Save that, then go to the Presentations tab. This defines which values get displayed, and we can apply more formulae if required. We can set pop-up guide text, and the display units. Click on the Wrench next to our item, and change the name to “Portland, OR”, and set the data unit to ºC. Make sure you set the “Active State” to Enabled:

xml_app_presentation

We won’t worry about Thresholds or Alerts yet. Save that, and let’s put it together.

Pulling it Together – Devices, Applications and Credentials

We’ve created the pieces, now we need to pull it together, so it starts collecting data.

First, we need a device to associate the data with. You might already have one, or you can create a “Virtual” Device. Go to Registry -> Devices -> Device Manager, then Actions -> Create Virtual Device. Create a Virtual SOAP-XML Transactions Device, and call it “Weather”.

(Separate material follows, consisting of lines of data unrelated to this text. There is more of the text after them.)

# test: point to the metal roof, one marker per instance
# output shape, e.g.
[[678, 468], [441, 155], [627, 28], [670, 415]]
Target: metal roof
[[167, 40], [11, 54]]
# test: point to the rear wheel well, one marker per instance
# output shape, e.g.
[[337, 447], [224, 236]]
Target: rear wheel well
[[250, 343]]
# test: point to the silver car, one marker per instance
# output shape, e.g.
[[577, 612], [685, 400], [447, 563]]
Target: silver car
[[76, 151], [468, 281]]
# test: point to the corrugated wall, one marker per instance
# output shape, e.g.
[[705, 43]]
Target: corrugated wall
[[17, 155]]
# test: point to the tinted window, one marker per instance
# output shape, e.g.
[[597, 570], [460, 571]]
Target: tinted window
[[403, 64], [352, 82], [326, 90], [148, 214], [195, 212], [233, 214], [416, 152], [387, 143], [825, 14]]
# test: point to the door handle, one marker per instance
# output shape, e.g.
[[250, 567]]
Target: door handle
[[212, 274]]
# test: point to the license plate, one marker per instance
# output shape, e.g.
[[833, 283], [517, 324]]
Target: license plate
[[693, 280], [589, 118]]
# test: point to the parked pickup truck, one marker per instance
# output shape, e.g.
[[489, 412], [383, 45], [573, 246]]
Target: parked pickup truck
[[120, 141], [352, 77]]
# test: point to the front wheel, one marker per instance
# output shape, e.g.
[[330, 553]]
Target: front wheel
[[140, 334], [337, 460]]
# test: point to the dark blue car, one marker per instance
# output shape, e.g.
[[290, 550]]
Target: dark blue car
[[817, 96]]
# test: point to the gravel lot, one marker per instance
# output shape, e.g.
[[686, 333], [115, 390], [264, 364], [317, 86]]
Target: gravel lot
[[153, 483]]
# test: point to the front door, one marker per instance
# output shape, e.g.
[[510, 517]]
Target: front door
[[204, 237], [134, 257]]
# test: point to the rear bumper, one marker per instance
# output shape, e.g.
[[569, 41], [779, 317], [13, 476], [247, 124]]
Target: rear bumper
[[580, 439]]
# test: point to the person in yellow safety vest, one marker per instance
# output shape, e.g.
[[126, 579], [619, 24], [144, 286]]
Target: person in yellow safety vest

Now open the Device Properties page for that device, and go to the Collections tab. Go Action -> Add Dynamic Application. Scroll down and find your new Temperature Application. Now select the PortlandWeather Credential on the right-hand side, and click Save. You should now have this:

dev_collections

 

At this point, we should be all good. You could click the Lightning Bolt icon, to test it out and review the debugs, or you can just go to the Device Performance tab, and look for the data (you may have to wait a few minutes for it to start showing up). You should start to see something like this:

dev_perf_results

Easy as that! Obviously that’s a fairly simple example, but you can start to do much more interesting things. It gets much more interesting if you start looking at caching results, and re-using them elsewhere. The basic XML polling will only take you so far though – sooner or later you need to do some custom data manipulation. That’s when you move to “Snippet” applications, that let you insert custom Python code. Very powerful, but a bit more complicated.